I don't happen to have a settled view on global warming, but there's an instructive contrast to be observed in the following three discussions of the topic.
Here is Nicholas Kristof in this morning's New York Times, arguing that global warming is an imminent threat that demands immediate action. [Sorry, I just noticed that The Times now requires a paying subscription for this material.]
Here is a book review by astrophysicist Sallie Baliunas in Reason magazine contesting that claim.
And here is a piece on the BBC News website pouring cold water (sorry) on the supposed causal connection between global warming and the (supposed) increased frequency of intense hurricanes.
Two observations worth making on this:
First, whatever the truth of the matter, it is the skeptics in this case that have the better of the arguments. Kristof's piece is, by comparison with the Reason essay and BBC piece, a joke.
Second, note the global warming/Iraq connection as supplied by the concept of risk. Opponents of the Iraq war have typically argued that absent hard evidence of Iraqi WMD stockpiles, we had no business using force to disarm Iraq.
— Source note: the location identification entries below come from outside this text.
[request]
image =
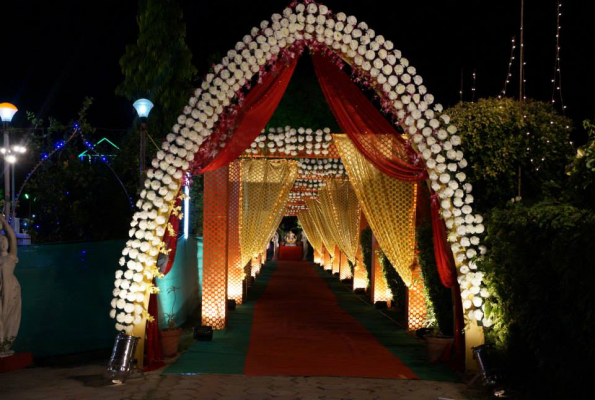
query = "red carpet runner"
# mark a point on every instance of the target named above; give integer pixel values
(299, 329)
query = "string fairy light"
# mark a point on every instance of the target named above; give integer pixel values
(509, 72)
(473, 86)
(557, 78)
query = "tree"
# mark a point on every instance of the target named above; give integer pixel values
(502, 137)
(158, 66)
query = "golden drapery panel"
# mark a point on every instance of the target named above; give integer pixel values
(340, 208)
(321, 226)
(311, 232)
(387, 203)
(265, 191)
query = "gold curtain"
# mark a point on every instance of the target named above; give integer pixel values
(341, 210)
(387, 203)
(321, 226)
(265, 191)
(311, 232)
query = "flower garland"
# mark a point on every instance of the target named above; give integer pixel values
(322, 167)
(292, 142)
(208, 120)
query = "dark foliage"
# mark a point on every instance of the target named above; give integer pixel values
(541, 270)
(440, 296)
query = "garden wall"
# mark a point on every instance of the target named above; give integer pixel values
(66, 294)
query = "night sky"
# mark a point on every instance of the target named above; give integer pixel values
(56, 53)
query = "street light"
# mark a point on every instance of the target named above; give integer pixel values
(143, 108)
(7, 111)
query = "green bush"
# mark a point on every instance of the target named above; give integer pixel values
(541, 270)
(440, 296)
(501, 137)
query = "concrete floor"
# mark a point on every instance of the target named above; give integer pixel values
(88, 382)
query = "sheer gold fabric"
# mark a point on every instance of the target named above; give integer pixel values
(341, 210)
(387, 203)
(265, 191)
(311, 232)
(321, 227)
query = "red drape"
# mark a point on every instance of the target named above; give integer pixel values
(257, 109)
(448, 276)
(370, 132)
(166, 261)
(442, 253)
(384, 147)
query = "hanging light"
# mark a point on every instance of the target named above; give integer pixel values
(7, 111)
(143, 107)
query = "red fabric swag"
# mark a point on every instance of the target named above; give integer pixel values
(257, 109)
(442, 253)
(369, 131)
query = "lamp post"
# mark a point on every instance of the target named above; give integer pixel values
(143, 108)
(7, 111)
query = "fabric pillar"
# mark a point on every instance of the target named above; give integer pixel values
(416, 302)
(336, 260)
(316, 257)
(327, 261)
(388, 204)
(235, 269)
(214, 292)
(323, 229)
(344, 269)
(265, 191)
(379, 287)
(360, 278)
(340, 211)
(254, 267)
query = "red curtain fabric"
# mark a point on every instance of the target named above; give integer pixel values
(371, 133)
(153, 354)
(442, 253)
(257, 109)
(384, 147)
(448, 276)
(166, 261)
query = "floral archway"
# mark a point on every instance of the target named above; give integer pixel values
(233, 104)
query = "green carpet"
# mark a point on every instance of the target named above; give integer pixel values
(410, 350)
(226, 353)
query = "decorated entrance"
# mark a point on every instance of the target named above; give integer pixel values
(394, 141)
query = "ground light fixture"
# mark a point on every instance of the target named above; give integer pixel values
(490, 375)
(121, 362)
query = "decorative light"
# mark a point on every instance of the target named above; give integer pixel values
(186, 211)
(508, 74)
(143, 107)
(557, 79)
(7, 111)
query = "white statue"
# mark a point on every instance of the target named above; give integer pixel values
(10, 290)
In the present case, however, left-leaning environmentalists argue that absent hard evidence of danger, we're obliged to take drastic action.
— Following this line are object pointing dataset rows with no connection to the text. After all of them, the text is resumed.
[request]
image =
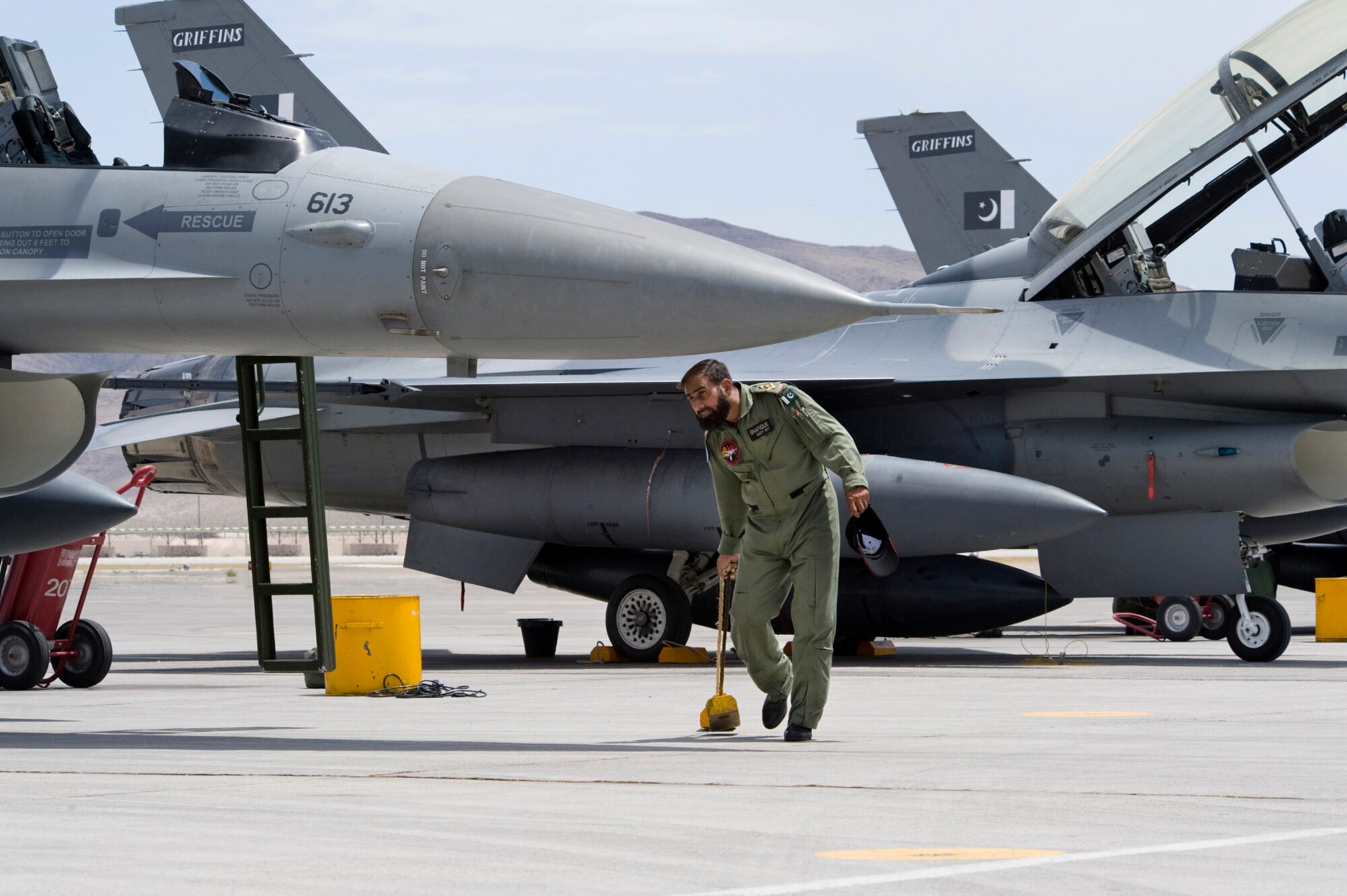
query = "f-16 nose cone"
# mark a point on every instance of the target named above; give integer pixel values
(65, 509)
(1059, 513)
(508, 268)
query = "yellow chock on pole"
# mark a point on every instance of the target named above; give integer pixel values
(723, 712)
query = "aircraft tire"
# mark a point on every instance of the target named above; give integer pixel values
(1179, 618)
(1222, 611)
(24, 656)
(1267, 637)
(95, 654)
(645, 613)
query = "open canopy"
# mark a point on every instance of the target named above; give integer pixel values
(1264, 81)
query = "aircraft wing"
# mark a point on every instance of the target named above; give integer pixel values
(232, 40)
(191, 421)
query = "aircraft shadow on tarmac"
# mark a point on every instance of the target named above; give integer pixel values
(911, 654)
(191, 740)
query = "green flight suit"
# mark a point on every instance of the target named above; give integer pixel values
(779, 513)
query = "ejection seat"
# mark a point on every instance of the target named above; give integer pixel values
(208, 125)
(33, 113)
(52, 136)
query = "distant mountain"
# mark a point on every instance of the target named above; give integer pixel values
(861, 268)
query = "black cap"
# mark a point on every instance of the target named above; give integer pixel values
(869, 539)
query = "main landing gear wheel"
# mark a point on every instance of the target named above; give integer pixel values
(24, 656)
(1267, 634)
(92, 660)
(645, 613)
(1179, 618)
(1218, 615)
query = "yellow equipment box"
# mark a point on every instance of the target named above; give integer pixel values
(1332, 610)
(378, 635)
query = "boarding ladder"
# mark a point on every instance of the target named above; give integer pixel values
(253, 400)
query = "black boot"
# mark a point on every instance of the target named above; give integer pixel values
(774, 711)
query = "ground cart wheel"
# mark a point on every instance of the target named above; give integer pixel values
(1218, 615)
(24, 656)
(1179, 618)
(645, 613)
(1264, 638)
(94, 654)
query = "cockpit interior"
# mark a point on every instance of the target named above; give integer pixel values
(207, 127)
(1228, 133)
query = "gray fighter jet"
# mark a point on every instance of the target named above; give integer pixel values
(261, 236)
(1209, 424)
(957, 190)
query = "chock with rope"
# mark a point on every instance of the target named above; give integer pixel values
(604, 654)
(876, 649)
(673, 653)
(723, 711)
This comes out vividly in this quotation from the Baliunas piece, one of many such quotations that one might cite:
Joining skeptics such as Patrick Michaels, who previously had published similar estimates of future warming trends, [NASA scientist James] Hansen said in 2003 that “emphasis on extreme scenarios may have been appropriate at one time, when the public and decision makers were relatively unaware of the global warming issue.…Now, however, the need is for demonstrably objective climate forcing scenarios consistent with what is realistic.”Translation: "it might have been OK to deceive the public about global warming a few years ago, but now the game is up, so let's just tell the honest truth from here on out."